By Valerie Waterhouse
Published on October 5, 2017
Recent authors have made Pirandello’s themes so central that the search for, or absence of, identity have become a defining characteristic of ‘Italian-ness’. Famously, Elena Ferrante has annulled her own authorial identity: ‘Ferrante’ is a cypher for an anonymous writer – possibly a translator, possibly married to novelist Domenico Starnone, possibly a stand-in for both halves of the couple – or perhaps we are all on the wrong track? The absence of a public presence frees Ferrante from ‘the rituals that writers are more or less obliged to perform in order to sustain their book,’ she explained to Vanity Fair.

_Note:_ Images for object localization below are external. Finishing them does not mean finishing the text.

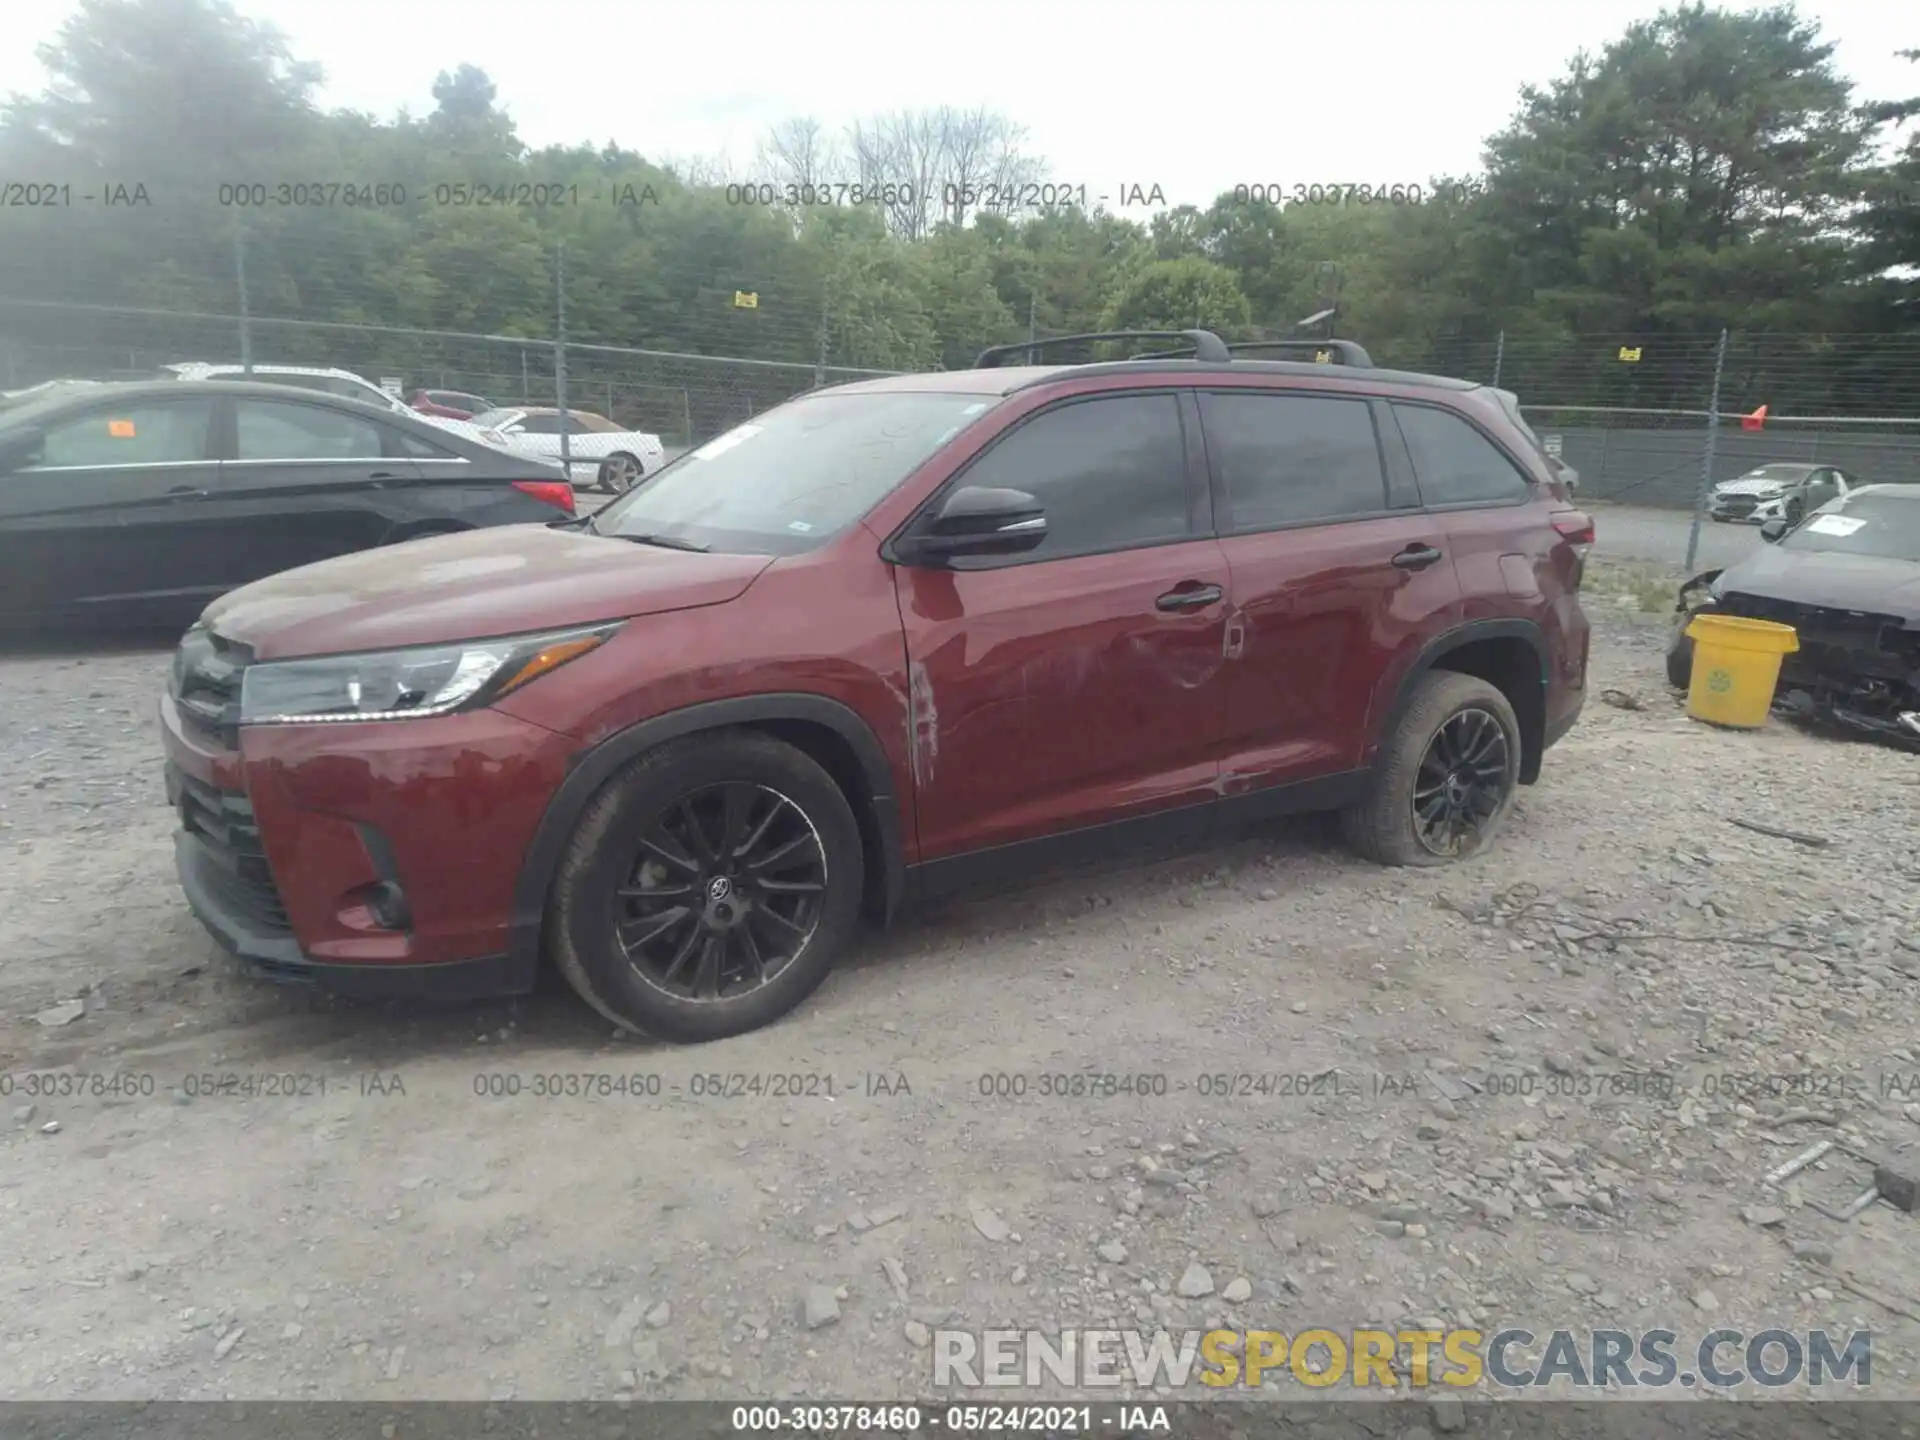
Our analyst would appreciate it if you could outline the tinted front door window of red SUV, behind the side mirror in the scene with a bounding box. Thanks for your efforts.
[960,396,1188,566]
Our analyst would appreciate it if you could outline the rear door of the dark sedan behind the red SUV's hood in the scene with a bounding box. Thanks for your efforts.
[213,396,420,589]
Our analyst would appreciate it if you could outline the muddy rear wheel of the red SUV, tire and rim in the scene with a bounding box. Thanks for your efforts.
[1340,670,1521,866]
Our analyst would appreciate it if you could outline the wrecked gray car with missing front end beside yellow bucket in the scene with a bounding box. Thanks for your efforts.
[1667,486,1920,751]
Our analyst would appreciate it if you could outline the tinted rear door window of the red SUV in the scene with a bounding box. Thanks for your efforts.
[1200,392,1386,530]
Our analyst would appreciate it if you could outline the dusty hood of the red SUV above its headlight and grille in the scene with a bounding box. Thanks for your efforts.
[202,524,774,660]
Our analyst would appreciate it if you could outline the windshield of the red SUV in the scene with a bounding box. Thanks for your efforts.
[593,390,998,555]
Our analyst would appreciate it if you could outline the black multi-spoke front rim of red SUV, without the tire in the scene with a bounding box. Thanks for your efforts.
[612,781,828,1000]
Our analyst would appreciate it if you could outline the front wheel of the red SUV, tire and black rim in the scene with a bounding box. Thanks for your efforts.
[547,730,864,1044]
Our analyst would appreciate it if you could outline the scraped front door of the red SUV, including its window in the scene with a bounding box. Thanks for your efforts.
[895,390,1227,860]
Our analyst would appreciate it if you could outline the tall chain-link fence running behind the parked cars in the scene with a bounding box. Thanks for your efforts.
[0,225,1920,545]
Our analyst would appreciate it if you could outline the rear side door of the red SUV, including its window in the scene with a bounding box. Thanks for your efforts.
[1200,388,1459,797]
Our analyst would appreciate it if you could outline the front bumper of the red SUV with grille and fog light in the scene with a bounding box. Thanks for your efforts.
[159,695,574,998]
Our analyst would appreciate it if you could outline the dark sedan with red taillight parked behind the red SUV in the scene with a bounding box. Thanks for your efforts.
[0,380,574,630]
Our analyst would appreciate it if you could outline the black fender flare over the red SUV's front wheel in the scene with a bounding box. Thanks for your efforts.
[507,691,906,973]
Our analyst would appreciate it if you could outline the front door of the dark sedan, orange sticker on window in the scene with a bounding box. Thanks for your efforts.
[0,396,217,622]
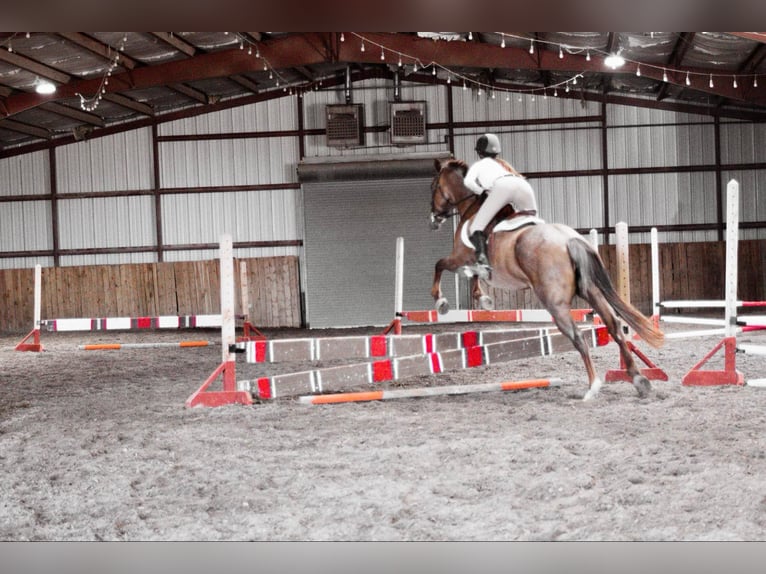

In an article for The Guardian, Ferrante wrote about Jane Austen, who also published her novels anonymously. ‘Who wrote Sense and Sensibility? Who invented Marianne and Elinor and their mother and the many female characters who appear, disappear, reappear?’ she asked. She might well have been commenting on her own best-selling novels: The Neapolitan Quartet. Their focus is the six-decade-long friendship between Elena/Lenuccia/Lenù and Raffaella/Lina/Lila, whose changing names and the similarities between their nomenclatures (Lenù/Lina) underline the impossibility of pinning down identity across time and space. My Brilliant Friend, the first in the series, begins with Lina/Lila’s disappearance: ‘She wanted not only to disappear herself, now, at the age of sixty-six, but also to eliminate the entire life she had left behind. Everything, including her computer, photos of herself, birth certificates, telephone bills, receipts, had gone.’ Characters stretch their boundaries so far across the course of the novels, that they are almost impossible to define. The most extreme example is the women’s friend, Alfonso, who undergoes a male to female transition so complete that he almost transforms into Lina. And yet, like Italian identity, each personality displays seemingly immutable defining traits. Elena is hard-working and studious and efficient; Lina’s razor-sharp intelligence never fades.